Yes! here’s what you should know:
Tyk API Gateway implements the OpenTracing specification using the OpenTracing Go library and exports the trace data using either the client libraries from Jaeger or from ZipKin. This can be configured in the Gateway (see Jaeger or Zipkin for details on the configuration option).
The CNCF (Cloud Native Foundation) has archived the OpenTracing project and Jaeger has also deprecated their client libraries. This means that no new pull requests or feature requests are accepted into OpenTracing or Jaeger repositories. This makes sense because the whole community has moved to OpenTelemetry with great progress!
OpenTelemetry support is on our near-term roadmap (see above). Until it is available you can definitively leverage OpenTracing to get Gateway timing and data in your traces. We are of course still supporting this functionality - let us know if you are having any issues with this.
Q: Which information does the current implementation with OpenTracing export?
Right now, you get timings for the time spent in the Tyk Gateway (version check, rate limit check, middleware, …) and for the time spent in upstream services.
There is room for improvement (error, http status code, …) and we plan to use the semantic convention from OpenTelemetry to guide us. Let us know if you are missing relevant insights.

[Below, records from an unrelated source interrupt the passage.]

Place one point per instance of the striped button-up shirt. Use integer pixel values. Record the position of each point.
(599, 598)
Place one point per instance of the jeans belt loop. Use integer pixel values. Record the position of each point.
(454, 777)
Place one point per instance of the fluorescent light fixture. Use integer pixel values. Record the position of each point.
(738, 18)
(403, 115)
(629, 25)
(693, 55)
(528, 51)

Q: Can I use the OpenTelemetry collector to translate the spans exported with OpenTracing to the OpenTelemetry format?
The OpenTelemetry collector (the component responsible for collecting, processing and forwarding telemetry data) has the concept of receiver. A receiver accepts data in a specific format, translates it into the internal format and passes it to processors and exporters defined in the collector.

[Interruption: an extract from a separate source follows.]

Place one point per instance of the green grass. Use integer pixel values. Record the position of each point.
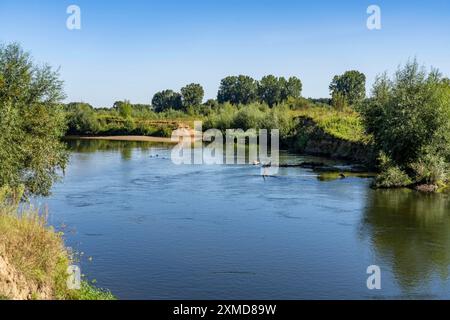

This means that you can use the traces exported by Tyk in the Jaeger or ZipKin format, translated into the OTLP format (or any other format required by your observability backend), by using the receiver for Jaeger or for ZipKin.
Attention: while it could be beneficial for your use case to be able to export the traces in the OTLP format and import them in the tool of your choice, you will still be missing one piece to achieve true end-to-end tracing: a unique format for context propagation.
Q: What is context propagation? Do you support W3C Trace Context?
When using distributed tracing, each service and component will export their own spans (part of the trace). A unique identifier (trace id) is needed to stitch those spans together to get the end-to-end distributed trace.
In the past, each observability vendor and tools implemented their own format to express this trace id (B3, Jaeger native propagation, …). A couple of years ago, a new standard was created: W3C trace-context and is the standard recommended by OpenTelemetry.
Here is a good video to learn more about context propagation with OpenTelemetry: Context Propagation makes OpenTelemetry awesome - YouTube.
With our OpenTracing support in Tyk API Gateway, we support B3 with Zipkin and Jaeger native propagation with Jaeger. We plan to use W3C Trace-Context in our upcoming support of OpenTelemetry.